O Ministério Público Eleitoral manifestou-se favoravelmente à designação de uma audiência de instrução e julgamento, preferencialmente em formato virtual, para assegurar o pleno exercício do contraditório e da ampla defesa. Além disso, o órgão solicitou a abertura de prazo para que as partes apresentem seus respectivos rol de testemunhas e eventuais meios de prova.  

Entretanto, o MP negou a juntada de documentos relativos a procedimentos internos em trâmite no Ministério Público Estadual, considerando-os investigações paralelas e autônomas que não são pertinentes à presente ação eleitoral.  

Com a audiência de instrução e julgamento ainda a ser agendada, a ação prosseguirá com a análise das provas e a coleta de depoimentos. Caso sejam confirmadas as irregularidades, as sanções podem incluir a cassação dos registros ou diplomas dos candidatos eleitos, aplicação de multas e declaração de inelegibilidade, conforme previsto na legislação eleitoral.  
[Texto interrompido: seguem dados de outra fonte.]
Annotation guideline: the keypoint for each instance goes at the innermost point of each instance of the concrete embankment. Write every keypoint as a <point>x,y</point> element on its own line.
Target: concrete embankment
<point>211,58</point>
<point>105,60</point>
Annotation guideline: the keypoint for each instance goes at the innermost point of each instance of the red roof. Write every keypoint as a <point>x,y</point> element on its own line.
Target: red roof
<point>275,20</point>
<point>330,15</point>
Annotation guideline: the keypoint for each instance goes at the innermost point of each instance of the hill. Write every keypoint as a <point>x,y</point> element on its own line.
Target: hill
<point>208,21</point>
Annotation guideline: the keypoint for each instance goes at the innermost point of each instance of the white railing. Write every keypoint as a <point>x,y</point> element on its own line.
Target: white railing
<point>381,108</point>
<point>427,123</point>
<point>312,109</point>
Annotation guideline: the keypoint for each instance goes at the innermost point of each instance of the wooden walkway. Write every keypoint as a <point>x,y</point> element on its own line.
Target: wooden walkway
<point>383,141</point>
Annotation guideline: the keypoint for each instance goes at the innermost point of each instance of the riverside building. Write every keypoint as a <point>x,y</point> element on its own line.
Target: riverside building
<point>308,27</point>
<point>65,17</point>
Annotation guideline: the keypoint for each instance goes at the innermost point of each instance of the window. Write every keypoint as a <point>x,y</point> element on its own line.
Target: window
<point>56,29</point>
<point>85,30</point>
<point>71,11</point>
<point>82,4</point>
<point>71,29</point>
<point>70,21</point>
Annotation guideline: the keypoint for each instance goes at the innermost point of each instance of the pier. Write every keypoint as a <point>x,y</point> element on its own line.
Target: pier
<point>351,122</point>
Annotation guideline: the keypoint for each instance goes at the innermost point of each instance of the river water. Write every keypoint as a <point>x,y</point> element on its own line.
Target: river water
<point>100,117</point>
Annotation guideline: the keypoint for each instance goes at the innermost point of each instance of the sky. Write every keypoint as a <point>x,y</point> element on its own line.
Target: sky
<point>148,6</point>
A Justiça Eleitoral reforçou que a apuração é fundamental para garantir a lisura do processo eleitoral e assegurar igualdade de condições entre os candidatos, como estabelece a Constituição Federal.  

A decisão final caberá ao juiz eleitoral após a conclusão da instrução probatória e a apresentação das alegações finais pelas partes. A expectativa é de que a resolução do caso traga maior clareza sobre as condutas em análise e suas implicações no pleito de 2024.